J’ai toujours pensé, et je le pense encore aujourd’hui, qu’il est urgent de s’unir pour résoudre les problèmes dont le Front National se nourrit. Relever le pouvoir d’achat, lutter contre la pauvreté, refuser la précarité du travail, aider les collectivités locales à développer des politiques sociales, culturelles et sportives pour le plus grand nombre : voilà la meilleure des voies à emprunter pour saper les discours nocifs, haineux et trompeurs du FN. Et je crois qu’il est possible de construire des majorités politiques à Gauche et de Gauche pour y parvenir. Contre le péril réactionnaire des Droites, notamment extrêmes, qui se profile aucune piste ne peut être négligée, ne devrait être négligée.

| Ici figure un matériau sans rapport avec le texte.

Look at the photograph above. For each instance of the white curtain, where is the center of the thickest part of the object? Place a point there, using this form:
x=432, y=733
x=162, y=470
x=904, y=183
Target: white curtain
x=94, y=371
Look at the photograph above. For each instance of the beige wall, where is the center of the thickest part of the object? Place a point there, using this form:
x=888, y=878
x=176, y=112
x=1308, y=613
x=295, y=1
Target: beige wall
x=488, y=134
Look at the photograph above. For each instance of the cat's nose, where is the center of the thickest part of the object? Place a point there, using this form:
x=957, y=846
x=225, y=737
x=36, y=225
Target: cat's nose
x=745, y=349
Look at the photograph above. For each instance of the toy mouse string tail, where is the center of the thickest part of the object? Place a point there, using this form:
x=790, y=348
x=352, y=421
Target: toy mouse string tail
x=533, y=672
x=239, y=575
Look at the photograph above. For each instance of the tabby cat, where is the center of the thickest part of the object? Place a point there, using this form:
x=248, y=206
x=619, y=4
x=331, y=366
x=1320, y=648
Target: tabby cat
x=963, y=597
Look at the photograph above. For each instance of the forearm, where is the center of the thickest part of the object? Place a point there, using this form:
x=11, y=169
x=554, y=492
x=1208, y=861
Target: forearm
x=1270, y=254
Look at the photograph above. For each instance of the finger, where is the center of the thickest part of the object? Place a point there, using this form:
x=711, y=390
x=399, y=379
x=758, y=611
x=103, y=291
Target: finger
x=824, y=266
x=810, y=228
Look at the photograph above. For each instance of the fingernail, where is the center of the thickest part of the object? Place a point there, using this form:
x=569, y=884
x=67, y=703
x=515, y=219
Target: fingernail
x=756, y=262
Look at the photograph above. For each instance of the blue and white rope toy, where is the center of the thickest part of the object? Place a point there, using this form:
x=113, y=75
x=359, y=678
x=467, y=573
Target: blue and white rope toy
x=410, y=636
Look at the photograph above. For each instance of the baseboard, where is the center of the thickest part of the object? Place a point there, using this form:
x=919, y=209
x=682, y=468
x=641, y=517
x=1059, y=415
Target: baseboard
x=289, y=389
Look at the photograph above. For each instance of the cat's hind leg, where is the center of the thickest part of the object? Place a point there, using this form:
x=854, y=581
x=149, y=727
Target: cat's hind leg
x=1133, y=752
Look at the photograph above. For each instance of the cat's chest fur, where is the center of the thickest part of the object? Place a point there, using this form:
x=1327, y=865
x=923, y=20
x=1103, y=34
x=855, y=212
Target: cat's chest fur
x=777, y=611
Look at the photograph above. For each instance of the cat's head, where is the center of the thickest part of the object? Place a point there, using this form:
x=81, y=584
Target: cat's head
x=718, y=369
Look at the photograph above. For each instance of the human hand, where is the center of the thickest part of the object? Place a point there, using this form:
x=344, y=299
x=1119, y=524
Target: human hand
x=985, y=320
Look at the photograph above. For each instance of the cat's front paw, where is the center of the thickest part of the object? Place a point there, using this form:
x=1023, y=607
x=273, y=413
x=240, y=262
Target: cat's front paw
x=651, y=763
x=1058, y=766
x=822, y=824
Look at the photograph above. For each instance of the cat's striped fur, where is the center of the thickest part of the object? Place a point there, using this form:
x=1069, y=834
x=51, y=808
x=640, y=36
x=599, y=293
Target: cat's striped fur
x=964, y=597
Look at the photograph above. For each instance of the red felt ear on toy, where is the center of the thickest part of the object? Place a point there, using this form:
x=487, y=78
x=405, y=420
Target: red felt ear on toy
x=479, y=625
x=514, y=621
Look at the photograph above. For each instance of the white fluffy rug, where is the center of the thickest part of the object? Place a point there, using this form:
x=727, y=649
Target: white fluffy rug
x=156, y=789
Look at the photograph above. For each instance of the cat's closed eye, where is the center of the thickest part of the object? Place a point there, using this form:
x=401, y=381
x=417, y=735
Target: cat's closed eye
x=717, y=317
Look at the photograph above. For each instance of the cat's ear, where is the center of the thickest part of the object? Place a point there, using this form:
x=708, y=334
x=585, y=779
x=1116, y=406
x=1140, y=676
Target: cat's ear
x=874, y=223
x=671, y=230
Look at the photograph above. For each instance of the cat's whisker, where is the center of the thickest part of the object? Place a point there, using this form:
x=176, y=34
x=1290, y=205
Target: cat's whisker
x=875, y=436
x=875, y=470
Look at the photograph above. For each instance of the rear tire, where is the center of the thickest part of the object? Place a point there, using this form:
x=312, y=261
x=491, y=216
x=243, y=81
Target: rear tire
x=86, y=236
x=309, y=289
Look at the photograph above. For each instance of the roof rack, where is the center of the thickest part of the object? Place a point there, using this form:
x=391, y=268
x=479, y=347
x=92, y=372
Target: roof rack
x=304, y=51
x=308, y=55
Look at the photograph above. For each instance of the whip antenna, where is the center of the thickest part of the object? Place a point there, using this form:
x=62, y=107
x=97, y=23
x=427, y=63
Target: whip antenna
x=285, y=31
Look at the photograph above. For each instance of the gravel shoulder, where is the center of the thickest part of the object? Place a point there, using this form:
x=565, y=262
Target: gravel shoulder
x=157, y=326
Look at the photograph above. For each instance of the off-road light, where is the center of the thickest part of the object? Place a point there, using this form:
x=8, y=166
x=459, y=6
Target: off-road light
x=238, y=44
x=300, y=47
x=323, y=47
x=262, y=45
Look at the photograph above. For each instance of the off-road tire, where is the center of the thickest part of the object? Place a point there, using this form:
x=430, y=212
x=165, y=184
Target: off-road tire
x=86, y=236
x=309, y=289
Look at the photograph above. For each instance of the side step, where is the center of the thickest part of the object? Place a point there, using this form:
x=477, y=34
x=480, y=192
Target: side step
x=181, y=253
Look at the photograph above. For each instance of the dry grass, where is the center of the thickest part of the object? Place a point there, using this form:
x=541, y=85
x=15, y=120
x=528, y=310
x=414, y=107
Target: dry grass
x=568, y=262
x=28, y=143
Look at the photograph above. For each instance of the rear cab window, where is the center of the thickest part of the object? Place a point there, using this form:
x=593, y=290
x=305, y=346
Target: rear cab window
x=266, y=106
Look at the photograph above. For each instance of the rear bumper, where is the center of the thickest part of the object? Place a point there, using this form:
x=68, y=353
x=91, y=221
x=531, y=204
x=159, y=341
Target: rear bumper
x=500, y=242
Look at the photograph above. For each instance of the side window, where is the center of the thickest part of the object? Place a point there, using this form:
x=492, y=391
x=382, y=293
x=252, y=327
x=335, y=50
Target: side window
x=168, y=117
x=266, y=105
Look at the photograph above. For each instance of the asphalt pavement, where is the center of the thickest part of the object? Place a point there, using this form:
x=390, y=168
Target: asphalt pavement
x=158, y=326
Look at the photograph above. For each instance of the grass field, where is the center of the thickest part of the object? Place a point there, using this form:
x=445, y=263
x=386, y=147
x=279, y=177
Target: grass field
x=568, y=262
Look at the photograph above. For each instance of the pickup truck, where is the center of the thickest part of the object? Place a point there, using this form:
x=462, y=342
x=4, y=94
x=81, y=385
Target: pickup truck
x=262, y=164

Les militants du PCF, au sein ou non du Front de Gauche, ont cette volonté de rassemblement à mon avis pour résoudre les problèmes dans l’intérêt du peuple. Mais, dans ce contexte de crise financière et économique, dont on n’en voit pas le bout mais en ressent les méfaits chaque jour, qui génère la peur et le repli sur soi dans chaque coin de France, avec qui se rassembler à Gauche maintenant ? Lorsque vous avez un Président de la République socialiste et un Gouvernement élu dit de Gauche menant une politique digne de la Droite, la tâche ne s’avère pas facile. Elle est d’autant plus difficile quand ce même Président de la République vous amalgame au Front National. Ses propos il y a peu comparant le discours du FN aux tracts du PCF des années 1970 m’ont d’ailleurs profondément blessé et la cicatrise n’est pas prête à se refermer.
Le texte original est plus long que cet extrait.